The average U.S. citizen lives into his/her late 70s; the life expectancy for a person with a mental disorder is 66; and if someone has a mental disorder and is a Medicare or Medicaid beneficiary, that citizen is only expected to live to (roughly) the age of 55, on par with someone in sub-Saharan Africa. To Dr. Joseph Parks, the director of Missouri’s HealthNet Division (the state’s Medicaid organization), this is “an appalling emergency” and is emblematic of a foundational problem: the U.S. health care system “depends almost entirely on the person who’s sick.” People must identify when something is wrong and determine whom to see. For people with serious mental health problems or chronic medical conditions, the results of this setup can be catastrophic.
Missouri officials became acutely aware of this dilemma in 2006 when the National Association of State Mental Health Program Directors released a report detailing the perilous experience of Medicare/Medicaid beneficiaries with mental health disorders. At first, it was unclear how to address the problem. Particularly after the onset of the Great Recession in 2008, Missouri was strapped for cash. Meanwhile, health care costs were rising. Traditional solutions, like increasing spending and incentivizing better care, would not suffice. State officials had to find a way to come together and devise a new, more efficient way to deliver care to one of the state’s highest-need populations.
The result was the launch in 2012 of Missouri’s Health Home Initiative, a program that created a place where high-need Medicaid recipients could receive coordinated care from an integrated team of medical, behavioral, and related social services specialists. The program has shifted the burden of managing care away from Missouri’s previously overwhelmed Medicaid beneficiaries and, in just three years, created $59 million in savings, reduced blood pressure and cholesterol in beneficiaries, and decreased hospital admissions and emergency room visits. A decade after recognizing a crisis, Missouri has become a bellwether for Medicaid reform across the country.

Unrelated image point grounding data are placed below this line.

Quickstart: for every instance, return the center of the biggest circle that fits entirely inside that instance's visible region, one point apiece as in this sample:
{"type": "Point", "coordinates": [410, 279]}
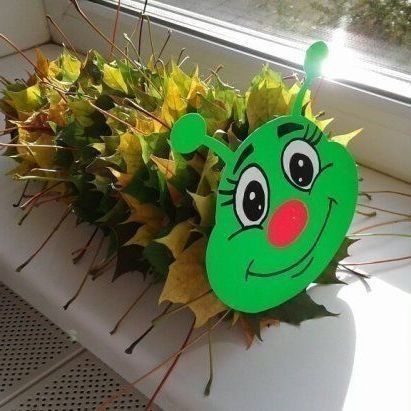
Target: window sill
{"type": "Point", "coordinates": [325, 364]}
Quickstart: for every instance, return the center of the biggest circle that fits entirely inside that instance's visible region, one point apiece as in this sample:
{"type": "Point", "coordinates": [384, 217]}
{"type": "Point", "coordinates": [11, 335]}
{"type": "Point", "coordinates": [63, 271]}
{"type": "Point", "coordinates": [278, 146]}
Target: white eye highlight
{"type": "Point", "coordinates": [301, 164]}
{"type": "Point", "coordinates": [251, 197]}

More broadly, the state’s blend of planning and experimentation is instructive for organizations attempting to scale the Human Services Value Curve. Missouri employed incremental relationship building and cultural reform but avoided unnecessarily time-consuming processes, such as building a new data management system. The implication is simple but powerful: moving up the Human Services Value Curve is ultimately an action-oriented process.
Building Partnerships: January 2003 – December 2011
A psychiatrist by trade, Parks began exploring care coordination in the early 2000s while serving as the Medical Director of the Missouri Department of Mental Health. He started by initiating dialogues with organizations like Missouri HealthNet that were likely to figure prominently in reform. Rather than immediately issuing demands of these groups, Parks first tried to understand their problems; offered benefits (e.g., resources, fiscal freedom, and administrative assistance); and, when possible, defended them when they were under attack by others. “The best way to be a leader,” Parks later said of the approach, “is to be a partner.”

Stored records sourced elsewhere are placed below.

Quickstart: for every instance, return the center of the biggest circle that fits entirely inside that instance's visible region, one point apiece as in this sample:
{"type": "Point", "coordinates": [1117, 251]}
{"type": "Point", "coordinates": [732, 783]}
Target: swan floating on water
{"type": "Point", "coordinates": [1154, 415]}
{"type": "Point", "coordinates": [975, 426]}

The strategy paid dividends. In the spring and summer of 2011, following the passage of the 2010 Affordable Care Act (which made federal funding available for Medicaid reform), Missouri HealthNet, the state Office of Administration, and the Missouri Department of Health and Senior Services developed a plan for health homes. Missouri then submitted two applications to the Centers for Medicaid and Medicare Services (CMS). The first would allow the state to establish health homes for Medicaid recipients with severe mental illnesses. The second would establish facilities for Medicaid beneficiaries with two or more chronic conditions. CMS approved the applications, and, in January 2012, Missouri implemented both behavioral health homes and primary care health homes statewide.